SDA Launches New Podcast

“Podcast@SDA,” a new podcast series from the USC School of Dramatic Arts, launches this week.

Hosted by SDA Dean David Bridel, the series will take listeners behind the scenes of the School’s 2016-17 season of plays. With two musicals, a three-play acting repertory, and works from Shakespeare, Robert Schenkkan and Anne Washburn, the 20-plus show season is both diverse and challenging, and is one of the most ambitious of any dramatic arts training institution in the nation.

“The new Podcast@SDA offers me the opportunity to speak creatively to the wider community about different aspects of our work,” Bridel said. “This year, the focus will be on the plays and authors involved in our current season. I’m excited by the opportunity to work in this medium and, in future years, offer classes in podcast creation for our students.”

In the first episode of the series, Dean Bridel speaks to playwright Julie Jensen, whose play, Mockingbird, performs at the School’s McClintock Theatre from Sept. 29 to Oct. 2.

Jensen is the author of 30 plays and has received numerous awards for her work, including the Kennedy Center Award for New American Plays and the LA Weekly Award for Best New Play. She has received the McKnight National Playwriting Fellowship, the TCG/NEA Playwriting Residency, and a major grant from the Pew Charitable Trusts. Her work is published by Dramatic Publishing, DPS, and Playscripts, and is anthologized in Best Plays by Women and in a dozen other collections. Her book Playwriting: Brief and Brilliant is published by Smith and Kraus. Mockingbird will also be produced this year at Kennedy Center Theatre for Young Audiences in Washington, D.C.

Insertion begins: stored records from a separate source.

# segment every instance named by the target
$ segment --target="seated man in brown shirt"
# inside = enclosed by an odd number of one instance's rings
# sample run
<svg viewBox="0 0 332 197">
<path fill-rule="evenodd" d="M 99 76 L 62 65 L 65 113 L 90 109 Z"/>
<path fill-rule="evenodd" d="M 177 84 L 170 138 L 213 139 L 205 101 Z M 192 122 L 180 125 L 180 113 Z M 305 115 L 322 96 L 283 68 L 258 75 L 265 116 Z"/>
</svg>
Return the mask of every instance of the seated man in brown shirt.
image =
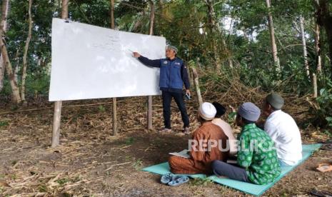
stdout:
<svg viewBox="0 0 332 197">
<path fill-rule="evenodd" d="M 171 156 L 168 163 L 172 173 L 209 174 L 212 173 L 211 163 L 213 160 L 227 161 L 228 137 L 220 126 L 211 122 L 216 113 L 216 108 L 210 103 L 203 103 L 199 107 L 197 116 L 201 126 L 193 132 L 189 141 L 190 158 Z"/>
</svg>

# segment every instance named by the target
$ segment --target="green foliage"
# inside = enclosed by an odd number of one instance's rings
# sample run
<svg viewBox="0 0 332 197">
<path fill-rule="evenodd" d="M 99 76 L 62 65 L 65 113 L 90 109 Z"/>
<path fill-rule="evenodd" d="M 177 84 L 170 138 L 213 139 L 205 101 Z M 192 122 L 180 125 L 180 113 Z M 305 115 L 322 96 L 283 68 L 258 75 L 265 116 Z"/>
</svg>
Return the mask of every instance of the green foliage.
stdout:
<svg viewBox="0 0 332 197">
<path fill-rule="evenodd" d="M 331 81 L 328 81 L 326 86 L 321 89 L 316 101 L 318 105 L 316 111 L 316 120 L 321 122 L 320 125 L 332 130 L 332 82 Z"/>
<path fill-rule="evenodd" d="M 104 106 L 102 106 L 102 105 L 100 105 L 98 107 L 98 109 L 99 110 L 100 112 L 105 112 L 106 111 L 105 107 Z"/>
</svg>

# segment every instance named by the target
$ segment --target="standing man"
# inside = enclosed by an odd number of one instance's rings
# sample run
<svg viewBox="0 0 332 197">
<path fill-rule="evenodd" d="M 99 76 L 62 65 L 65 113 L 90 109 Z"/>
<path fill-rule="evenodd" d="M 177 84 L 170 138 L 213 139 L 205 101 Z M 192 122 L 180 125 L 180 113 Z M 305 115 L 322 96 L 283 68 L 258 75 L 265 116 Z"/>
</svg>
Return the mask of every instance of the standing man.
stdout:
<svg viewBox="0 0 332 197">
<path fill-rule="evenodd" d="M 188 77 L 186 66 L 183 61 L 176 57 L 178 49 L 173 46 L 167 46 L 166 59 L 149 59 L 134 52 L 134 56 L 137 58 L 144 65 L 151 67 L 160 68 L 159 87 L 162 92 L 164 123 L 165 128 L 161 132 L 171 132 L 171 103 L 174 98 L 178 109 L 181 111 L 182 121 L 183 122 L 183 132 L 188 134 L 189 131 L 189 118 L 186 109 L 186 104 L 182 96 L 183 84 L 186 87 L 186 94 L 190 96 L 190 83 Z"/>
</svg>

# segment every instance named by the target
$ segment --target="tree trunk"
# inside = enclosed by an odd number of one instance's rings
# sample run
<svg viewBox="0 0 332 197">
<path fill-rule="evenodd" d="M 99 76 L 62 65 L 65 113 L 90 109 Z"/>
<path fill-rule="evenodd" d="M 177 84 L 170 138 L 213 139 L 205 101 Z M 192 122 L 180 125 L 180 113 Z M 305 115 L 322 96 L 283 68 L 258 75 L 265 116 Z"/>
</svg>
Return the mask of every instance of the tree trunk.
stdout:
<svg viewBox="0 0 332 197">
<path fill-rule="evenodd" d="M 7 10 L 7 5 L 8 2 L 7 0 L 2 1 L 2 9 L 1 13 L 6 13 Z M 1 15 L 1 21 L 0 24 L 0 47 L 1 51 L 2 59 L 6 67 L 6 70 L 7 71 L 7 75 L 9 79 L 9 82 L 11 87 L 11 91 L 13 93 L 13 100 L 15 103 L 21 103 L 21 97 L 19 96 L 19 89 L 17 86 L 17 84 L 15 83 L 14 80 L 14 73 L 13 73 L 13 67 L 11 66 L 11 64 L 9 60 L 9 56 L 8 56 L 7 48 L 4 42 L 3 37 L 4 37 L 4 24 L 6 21 L 6 14 Z"/>
<path fill-rule="evenodd" d="M 61 3 L 61 19 L 68 19 L 68 4 L 69 0 L 62 0 Z"/>
<path fill-rule="evenodd" d="M 4 64 L 2 59 L 1 53 L 0 53 L 0 91 L 4 88 Z"/>
<path fill-rule="evenodd" d="M 268 9 L 268 29 L 270 30 L 270 37 L 271 37 L 271 44 L 272 49 L 272 55 L 273 56 L 273 62 L 276 67 L 276 71 L 280 71 L 280 62 L 279 59 L 278 58 L 278 50 L 276 44 L 276 39 L 274 37 L 274 27 L 273 27 L 273 21 L 272 19 L 272 14 L 271 13 L 271 4 L 270 0 L 266 0 L 266 6 Z"/>
<path fill-rule="evenodd" d="M 201 94 L 201 89 L 199 88 L 198 74 L 197 74 L 197 71 L 196 70 L 195 67 L 191 67 L 191 69 L 193 74 L 193 81 L 195 83 L 197 98 L 198 99 L 198 103 L 201 106 L 203 103 L 203 98 Z"/>
<path fill-rule="evenodd" d="M 111 29 L 114 28 L 114 0 L 111 0 Z"/>
<path fill-rule="evenodd" d="M 208 7 L 208 26 L 209 31 L 208 34 L 210 41 L 211 42 L 212 50 L 213 51 L 215 65 L 214 70 L 217 74 L 221 73 L 221 60 L 220 59 L 219 52 L 216 46 L 216 41 L 214 36 L 216 36 L 216 30 L 219 31 L 219 26 L 216 23 L 216 13 L 213 8 L 213 0 L 205 0 L 205 3 Z"/>
<path fill-rule="evenodd" d="M 316 23 L 315 24 L 315 51 L 317 56 L 317 74 L 321 72 L 321 44 L 320 44 L 320 28 Z"/>
<path fill-rule="evenodd" d="M 31 30 L 32 30 L 32 16 L 31 16 L 31 6 L 32 6 L 32 0 L 29 0 L 29 8 L 28 8 L 28 14 L 29 14 L 29 32 L 28 32 L 28 37 L 26 38 L 26 46 L 24 46 L 24 54 L 23 55 L 23 69 L 22 69 L 22 79 L 21 84 L 21 98 L 24 104 L 26 104 L 26 67 L 28 66 L 28 61 L 27 61 L 27 55 L 28 55 L 28 49 L 29 49 L 29 44 L 30 43 L 30 40 L 31 39 Z"/>
<path fill-rule="evenodd" d="M 154 35 L 154 16 L 156 11 L 156 7 L 154 6 L 154 1 L 149 0 L 149 3 L 150 4 L 150 30 L 149 34 L 152 36 Z M 152 129 L 152 96 L 148 96 L 148 113 L 147 113 L 147 120 L 148 120 L 148 129 Z"/>
<path fill-rule="evenodd" d="M 331 6 L 329 0 L 316 0 L 317 6 L 317 22 L 323 26 L 328 39 L 331 69 L 332 71 L 332 13 L 329 10 Z"/>
<path fill-rule="evenodd" d="M 61 19 L 68 19 L 68 4 L 69 0 L 61 1 Z M 54 148 L 60 144 L 60 123 L 61 120 L 62 101 L 54 102 L 54 113 L 53 115 L 52 144 Z"/>
<path fill-rule="evenodd" d="M 304 68 L 306 69 L 307 76 L 310 76 L 309 64 L 308 64 L 308 59 L 307 59 L 306 35 L 304 34 L 304 25 L 303 25 L 304 19 L 303 19 L 303 17 L 302 16 L 300 16 L 299 20 L 300 20 L 301 35 L 301 37 L 302 37 L 302 45 L 303 46 Z"/>
<path fill-rule="evenodd" d="M 7 16 L 9 10 L 9 1 L 6 1 L 6 11 L 4 12 L 4 31 L 7 31 Z M 4 12 L 2 12 L 4 13 Z M 1 54 L 0 52 L 0 91 L 1 91 L 4 88 L 4 70 L 5 70 L 5 64 L 4 59 L 2 58 Z"/>
<path fill-rule="evenodd" d="M 15 68 L 14 69 L 14 80 L 16 84 L 19 84 L 19 49 L 17 49 L 16 54 L 15 55 L 14 61 L 16 61 L 16 64 Z"/>
</svg>

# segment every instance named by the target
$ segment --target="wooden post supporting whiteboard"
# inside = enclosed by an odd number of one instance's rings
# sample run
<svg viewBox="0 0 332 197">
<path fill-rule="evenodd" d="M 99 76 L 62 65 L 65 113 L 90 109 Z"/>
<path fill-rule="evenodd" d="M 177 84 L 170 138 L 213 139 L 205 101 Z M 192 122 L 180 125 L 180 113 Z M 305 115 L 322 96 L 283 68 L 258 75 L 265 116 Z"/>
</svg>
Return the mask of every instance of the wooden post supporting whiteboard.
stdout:
<svg viewBox="0 0 332 197">
<path fill-rule="evenodd" d="M 150 4 L 150 33 L 149 35 L 154 34 L 154 12 L 155 6 L 154 1 L 150 0 L 149 1 Z M 148 113 L 147 113 L 147 119 L 148 119 L 148 129 L 152 129 L 152 96 L 148 96 Z"/>
<path fill-rule="evenodd" d="M 61 121 L 62 101 L 55 101 L 53 116 L 52 145 L 54 148 L 60 144 L 60 123 Z"/>
<path fill-rule="evenodd" d="M 114 29 L 114 0 L 111 0 L 111 29 Z M 112 112 L 113 112 L 113 136 L 118 134 L 118 121 L 116 118 L 116 98 L 113 98 Z"/>
<path fill-rule="evenodd" d="M 69 0 L 62 0 L 61 4 L 61 19 L 68 19 L 68 3 Z M 61 107 L 62 101 L 55 101 L 54 113 L 53 117 L 53 131 L 52 131 L 52 144 L 51 147 L 54 148 L 60 144 L 60 123 L 61 121 Z"/>
<path fill-rule="evenodd" d="M 193 74 L 193 82 L 195 83 L 197 98 L 198 99 L 198 103 L 201 106 L 203 103 L 203 98 L 202 95 L 201 94 L 201 89 L 199 88 L 198 74 L 197 73 L 195 67 L 191 67 L 191 69 Z"/>
</svg>

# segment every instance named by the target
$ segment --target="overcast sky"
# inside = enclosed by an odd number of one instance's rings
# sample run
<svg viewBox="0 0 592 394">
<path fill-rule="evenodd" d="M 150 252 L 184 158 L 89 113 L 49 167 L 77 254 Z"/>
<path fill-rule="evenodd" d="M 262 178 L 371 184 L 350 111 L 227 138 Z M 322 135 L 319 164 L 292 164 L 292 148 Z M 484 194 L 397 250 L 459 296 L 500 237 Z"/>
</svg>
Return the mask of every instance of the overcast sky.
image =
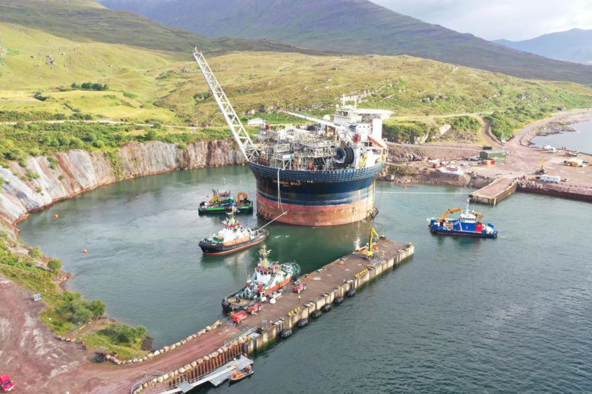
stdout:
<svg viewBox="0 0 592 394">
<path fill-rule="evenodd" d="M 486 40 L 592 29 L 592 0 L 370 0 L 401 14 Z"/>
</svg>

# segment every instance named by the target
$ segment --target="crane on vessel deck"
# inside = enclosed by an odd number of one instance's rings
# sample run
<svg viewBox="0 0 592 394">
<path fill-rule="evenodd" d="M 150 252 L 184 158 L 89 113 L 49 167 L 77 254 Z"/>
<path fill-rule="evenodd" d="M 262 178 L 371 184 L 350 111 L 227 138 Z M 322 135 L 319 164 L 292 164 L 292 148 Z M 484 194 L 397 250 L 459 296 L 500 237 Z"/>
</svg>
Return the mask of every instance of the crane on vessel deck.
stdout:
<svg viewBox="0 0 592 394">
<path fill-rule="evenodd" d="M 218 80 L 216 79 L 216 76 L 208 64 L 208 61 L 205 61 L 205 57 L 203 57 L 202 52 L 197 50 L 197 47 L 194 50 L 193 57 L 197 61 L 199 69 L 201 70 L 201 73 L 203 74 L 205 82 L 208 82 L 208 86 L 212 91 L 212 94 L 214 96 L 218 107 L 219 107 L 222 115 L 224 115 L 224 119 L 229 127 L 230 127 L 231 131 L 232 131 L 232 135 L 238 145 L 238 149 L 240 149 L 240 152 L 245 156 L 245 159 L 247 161 L 251 161 L 254 158 L 259 156 L 257 145 L 251 140 L 251 137 L 245 126 L 243 126 L 240 119 L 236 115 L 232 104 L 230 103 L 230 101 L 222 89 L 222 87 Z"/>
<path fill-rule="evenodd" d="M 442 217 L 440 217 L 440 219 L 442 221 L 444 221 L 445 220 L 446 220 L 446 218 L 448 217 L 448 215 L 449 215 L 450 214 L 461 212 L 462 210 L 463 210 L 462 208 L 451 208 L 451 209 L 448 210 L 447 211 L 446 211 L 445 212 L 444 212 L 444 214 L 442 215 Z"/>
</svg>

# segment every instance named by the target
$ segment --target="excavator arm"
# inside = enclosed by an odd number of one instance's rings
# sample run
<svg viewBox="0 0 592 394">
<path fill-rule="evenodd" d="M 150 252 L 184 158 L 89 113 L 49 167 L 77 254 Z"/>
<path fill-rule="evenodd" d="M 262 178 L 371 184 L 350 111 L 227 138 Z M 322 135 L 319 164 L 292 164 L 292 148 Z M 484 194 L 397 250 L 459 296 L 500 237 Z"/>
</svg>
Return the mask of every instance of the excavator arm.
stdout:
<svg viewBox="0 0 592 394">
<path fill-rule="evenodd" d="M 379 235 L 378 233 L 376 232 L 376 230 L 375 230 L 373 227 L 370 227 L 370 240 L 368 240 L 368 245 L 363 246 L 359 248 L 358 251 L 360 252 L 362 257 L 370 260 L 373 258 L 373 256 L 374 256 L 374 254 L 378 251 L 376 243 L 379 240 L 384 240 L 384 235 Z"/>
<path fill-rule="evenodd" d="M 462 208 L 452 208 L 452 209 L 449 209 L 447 211 L 446 211 L 445 212 L 444 212 L 444 214 L 442 215 L 442 217 L 440 218 L 440 219 L 441 221 L 444 221 L 445 220 L 446 220 L 446 218 L 448 217 L 448 215 L 449 215 L 450 214 L 453 214 L 454 212 L 461 212 L 462 210 L 463 210 Z"/>
</svg>

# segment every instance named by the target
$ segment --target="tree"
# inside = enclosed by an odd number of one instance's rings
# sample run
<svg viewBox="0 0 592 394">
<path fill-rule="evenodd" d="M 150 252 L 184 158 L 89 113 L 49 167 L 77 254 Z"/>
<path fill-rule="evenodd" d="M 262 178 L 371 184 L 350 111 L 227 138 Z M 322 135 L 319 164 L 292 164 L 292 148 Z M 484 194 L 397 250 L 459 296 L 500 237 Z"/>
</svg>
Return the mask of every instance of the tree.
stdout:
<svg viewBox="0 0 592 394">
<path fill-rule="evenodd" d="M 107 307 L 102 300 L 94 300 L 89 302 L 88 309 L 94 317 L 99 317 L 105 314 Z"/>
<path fill-rule="evenodd" d="M 57 258 L 52 258 L 48 262 L 48 268 L 52 272 L 59 272 L 62 270 L 62 261 Z"/>
<path fill-rule="evenodd" d="M 151 129 L 146 131 L 146 133 L 144 134 L 144 140 L 147 141 L 154 141 L 157 139 L 158 136 L 158 133 L 157 133 L 156 130 Z"/>
<path fill-rule="evenodd" d="M 114 323 L 105 329 L 105 333 L 120 342 L 130 343 L 146 336 L 147 329 L 143 326 L 131 327 L 127 324 Z"/>
<path fill-rule="evenodd" d="M 86 308 L 80 308 L 74 312 L 72 320 L 80 324 L 85 324 L 92 320 L 92 312 Z"/>
</svg>

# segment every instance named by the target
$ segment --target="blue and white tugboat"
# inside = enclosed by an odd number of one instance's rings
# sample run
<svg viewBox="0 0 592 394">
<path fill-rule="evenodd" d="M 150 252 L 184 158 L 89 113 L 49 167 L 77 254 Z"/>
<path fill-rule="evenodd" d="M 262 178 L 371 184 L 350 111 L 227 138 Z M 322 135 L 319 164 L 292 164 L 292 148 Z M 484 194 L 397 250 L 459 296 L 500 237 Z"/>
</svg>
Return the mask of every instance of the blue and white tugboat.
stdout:
<svg viewBox="0 0 592 394">
<path fill-rule="evenodd" d="M 448 217 L 450 214 L 458 212 L 461 212 L 459 219 Z M 440 217 L 428 218 L 428 222 L 433 234 L 497 238 L 498 231 L 491 223 L 482 223 L 482 219 L 483 214 L 469 211 L 469 203 L 467 202 L 467 209 L 464 212 L 462 208 L 450 209 Z"/>
</svg>

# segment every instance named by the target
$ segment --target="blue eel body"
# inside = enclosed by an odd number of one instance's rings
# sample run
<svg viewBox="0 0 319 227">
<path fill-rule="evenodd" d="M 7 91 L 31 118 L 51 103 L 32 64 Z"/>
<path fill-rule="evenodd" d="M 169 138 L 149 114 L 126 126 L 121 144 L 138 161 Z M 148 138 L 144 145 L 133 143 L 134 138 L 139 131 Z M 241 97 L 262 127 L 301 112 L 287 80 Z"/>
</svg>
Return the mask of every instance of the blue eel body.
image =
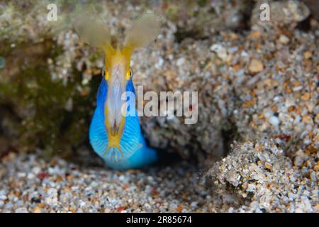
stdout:
<svg viewBox="0 0 319 227">
<path fill-rule="evenodd" d="M 123 155 L 116 148 L 111 148 L 106 155 L 104 154 L 108 148 L 108 135 L 104 123 L 107 91 L 107 81 L 102 78 L 97 94 L 96 108 L 89 128 L 89 140 L 94 151 L 104 160 L 106 165 L 116 170 L 140 168 L 157 161 L 156 151 L 147 147 L 145 144 L 135 107 L 135 114 L 125 116 L 124 131 L 120 142 Z M 128 81 L 126 92 L 135 94 L 132 79 Z"/>
</svg>

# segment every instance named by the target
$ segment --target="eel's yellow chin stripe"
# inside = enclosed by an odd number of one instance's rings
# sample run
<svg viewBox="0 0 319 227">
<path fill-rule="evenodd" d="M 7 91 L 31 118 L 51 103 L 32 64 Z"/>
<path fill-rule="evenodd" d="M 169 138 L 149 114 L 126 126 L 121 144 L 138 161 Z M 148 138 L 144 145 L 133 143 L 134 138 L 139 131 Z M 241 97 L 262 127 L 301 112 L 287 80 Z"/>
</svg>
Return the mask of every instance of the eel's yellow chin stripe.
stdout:
<svg viewBox="0 0 319 227">
<path fill-rule="evenodd" d="M 113 143 L 111 143 L 111 140 L 108 139 L 108 145 L 105 150 L 104 153 L 103 154 L 103 156 L 105 157 L 108 154 L 108 151 L 110 151 L 111 148 L 114 148 L 114 150 L 118 150 L 122 157 L 124 157 L 124 155 L 122 153 L 122 150 L 121 149 L 120 143 L 117 140 L 113 140 Z"/>
</svg>

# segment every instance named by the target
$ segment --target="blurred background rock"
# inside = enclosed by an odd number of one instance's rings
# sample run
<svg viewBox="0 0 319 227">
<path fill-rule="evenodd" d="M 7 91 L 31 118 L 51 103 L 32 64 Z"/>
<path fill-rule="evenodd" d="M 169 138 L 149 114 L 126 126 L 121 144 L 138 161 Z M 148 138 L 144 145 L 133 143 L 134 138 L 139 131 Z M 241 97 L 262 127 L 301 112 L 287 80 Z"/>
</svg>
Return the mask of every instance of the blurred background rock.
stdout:
<svg viewBox="0 0 319 227">
<path fill-rule="evenodd" d="M 53 2 L 57 21 L 47 20 L 52 1 L 0 3 L 2 157 L 84 153 L 91 162 L 103 56 L 79 38 L 73 10 L 94 2 L 114 43 L 152 10 L 162 16 L 161 34 L 133 55 L 135 84 L 198 91 L 198 122 L 143 117 L 150 144 L 209 170 L 206 187 L 218 195 L 211 211 L 318 210 L 318 1 Z M 259 20 L 262 3 L 269 21 Z"/>
<path fill-rule="evenodd" d="M 234 140 L 273 137 L 283 146 L 289 141 L 287 152 L 318 151 L 318 31 L 309 10 L 316 3 L 267 1 L 271 21 L 264 22 L 262 1 L 94 1 L 113 43 L 145 11 L 162 16 L 156 43 L 133 57 L 136 85 L 199 92 L 195 125 L 142 118 L 152 146 L 208 167 Z M 47 20 L 51 1 L 0 4 L 1 153 L 40 149 L 67 157 L 91 149 L 103 55 L 72 28 L 78 1 L 55 2 L 57 21 Z"/>
</svg>

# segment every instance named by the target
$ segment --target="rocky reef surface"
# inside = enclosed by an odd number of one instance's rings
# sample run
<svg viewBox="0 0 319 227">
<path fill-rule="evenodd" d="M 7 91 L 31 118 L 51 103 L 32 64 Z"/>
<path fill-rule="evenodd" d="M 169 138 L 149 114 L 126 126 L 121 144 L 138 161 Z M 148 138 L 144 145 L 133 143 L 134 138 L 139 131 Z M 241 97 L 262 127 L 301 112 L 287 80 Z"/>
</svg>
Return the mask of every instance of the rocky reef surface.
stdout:
<svg viewBox="0 0 319 227">
<path fill-rule="evenodd" d="M 264 2 L 270 6 L 269 21 L 259 19 Z M 132 19 L 146 10 L 162 15 L 155 43 L 133 55 L 135 85 L 156 92 L 198 92 L 196 124 L 185 125 L 181 117 L 141 118 L 150 145 L 177 153 L 181 160 L 196 160 L 198 167 L 183 161 L 127 173 L 104 170 L 88 145 L 103 55 L 73 29 L 76 1 L 56 1 L 57 21 L 47 20 L 47 4 L 0 4 L 1 211 L 318 211 L 315 2 L 97 4 L 114 43 L 123 41 Z M 35 150 L 36 155 L 26 155 Z M 86 153 L 84 164 L 68 169 L 62 157 L 82 153 Z M 99 177 L 103 180 L 94 181 Z M 153 193 L 152 185 L 162 180 L 162 190 Z M 174 192 L 168 186 L 176 182 L 181 188 Z M 71 193 L 72 187 L 79 192 Z M 86 187 L 113 192 L 94 192 L 96 199 L 84 199 Z M 183 192 L 185 198 L 179 198 Z M 79 203 L 69 206 L 61 196 L 67 193 L 67 199 Z M 99 196 L 114 200 L 108 206 L 96 201 Z M 138 201 L 149 206 L 139 206 Z"/>
</svg>

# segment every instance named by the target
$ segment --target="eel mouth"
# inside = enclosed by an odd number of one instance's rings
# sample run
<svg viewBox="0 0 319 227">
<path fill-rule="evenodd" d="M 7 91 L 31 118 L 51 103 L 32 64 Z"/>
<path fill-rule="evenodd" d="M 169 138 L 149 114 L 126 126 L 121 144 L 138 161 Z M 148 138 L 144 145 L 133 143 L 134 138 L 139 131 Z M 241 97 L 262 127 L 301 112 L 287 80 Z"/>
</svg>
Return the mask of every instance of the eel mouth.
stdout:
<svg viewBox="0 0 319 227">
<path fill-rule="evenodd" d="M 125 92 L 127 82 L 123 65 L 115 65 L 111 72 L 111 76 L 108 80 L 108 94 L 105 104 L 105 124 L 108 133 L 108 144 L 103 155 L 106 155 L 107 153 L 113 148 L 123 157 L 120 142 L 124 131 L 126 113 L 123 112 L 122 109 L 125 102 L 125 99 L 122 99 L 122 95 Z"/>
</svg>

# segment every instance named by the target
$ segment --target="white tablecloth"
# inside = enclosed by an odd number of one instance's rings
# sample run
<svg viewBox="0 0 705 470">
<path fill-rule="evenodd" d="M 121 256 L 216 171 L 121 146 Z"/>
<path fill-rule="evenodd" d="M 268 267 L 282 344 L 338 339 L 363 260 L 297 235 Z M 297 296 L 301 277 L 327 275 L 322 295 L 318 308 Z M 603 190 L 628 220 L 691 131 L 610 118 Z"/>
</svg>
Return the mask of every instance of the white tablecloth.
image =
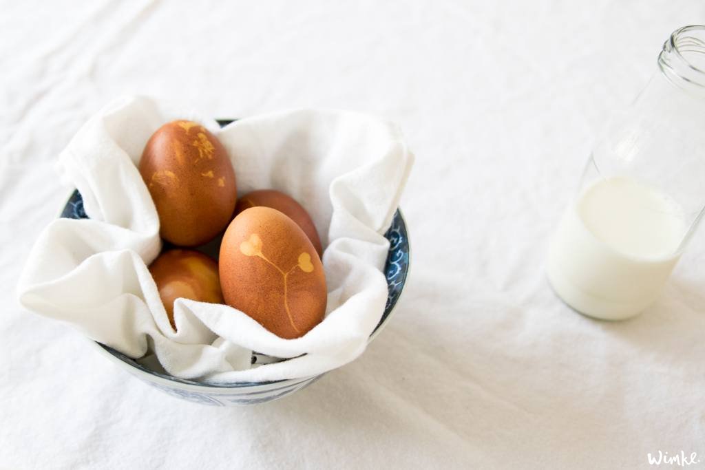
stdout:
<svg viewBox="0 0 705 470">
<path fill-rule="evenodd" d="M 575 314 L 544 274 L 602 123 L 673 30 L 705 23 L 701 1 L 60 3 L 0 8 L 0 467 L 705 465 L 705 232 L 633 321 Z M 412 276 L 361 358 L 278 402 L 209 408 L 20 309 L 23 261 L 69 192 L 56 156 L 134 93 L 401 125 Z"/>
</svg>

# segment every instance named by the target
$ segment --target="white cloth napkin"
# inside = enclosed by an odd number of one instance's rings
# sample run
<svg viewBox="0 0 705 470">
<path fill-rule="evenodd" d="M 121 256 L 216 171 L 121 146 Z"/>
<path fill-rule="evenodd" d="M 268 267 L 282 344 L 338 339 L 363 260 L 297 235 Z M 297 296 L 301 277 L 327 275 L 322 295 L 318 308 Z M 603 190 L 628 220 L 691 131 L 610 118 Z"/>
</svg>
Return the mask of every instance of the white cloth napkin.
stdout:
<svg viewBox="0 0 705 470">
<path fill-rule="evenodd" d="M 328 308 L 303 337 L 283 340 L 230 307 L 183 299 L 174 305 L 178 331 L 171 329 L 147 270 L 161 248 L 159 218 L 135 164 L 152 133 L 178 118 L 217 135 L 240 194 L 278 189 L 315 222 L 325 247 Z M 59 173 L 80 192 L 90 218 L 47 227 L 18 283 L 20 301 L 130 357 L 152 350 L 183 378 L 271 381 L 329 371 L 362 354 L 383 313 L 388 242 L 382 234 L 412 162 L 396 127 L 362 114 L 293 111 L 220 130 L 145 98 L 117 100 L 59 156 Z M 295 359 L 250 368 L 252 350 Z"/>
</svg>

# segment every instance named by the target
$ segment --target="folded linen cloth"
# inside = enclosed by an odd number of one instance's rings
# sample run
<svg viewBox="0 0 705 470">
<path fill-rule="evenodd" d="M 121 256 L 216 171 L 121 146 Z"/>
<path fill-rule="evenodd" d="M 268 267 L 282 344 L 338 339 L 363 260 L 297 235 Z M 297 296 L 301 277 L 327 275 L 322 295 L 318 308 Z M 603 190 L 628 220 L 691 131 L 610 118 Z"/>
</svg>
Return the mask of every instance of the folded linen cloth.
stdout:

Although Dean Bridel hosts the podcast, dramatic arts students are the driving force behind the production. Podcast@SDA is recorded, edited and mixed by the students and faculty of the School’s BFA Sound Design program. “Working on the podcast gives our designers a chance to implement the production skills they are learning in the classroom,” said Philip G. Allen, director of BFA Sound Design. “They weave into each episode music choices and other audio production elements derived from the design aesthetic being employed on the corresponding productions. They will gain valuable recording studio experience working with authors, performers and scholars as they tell the story behind the stories we tell on stage.”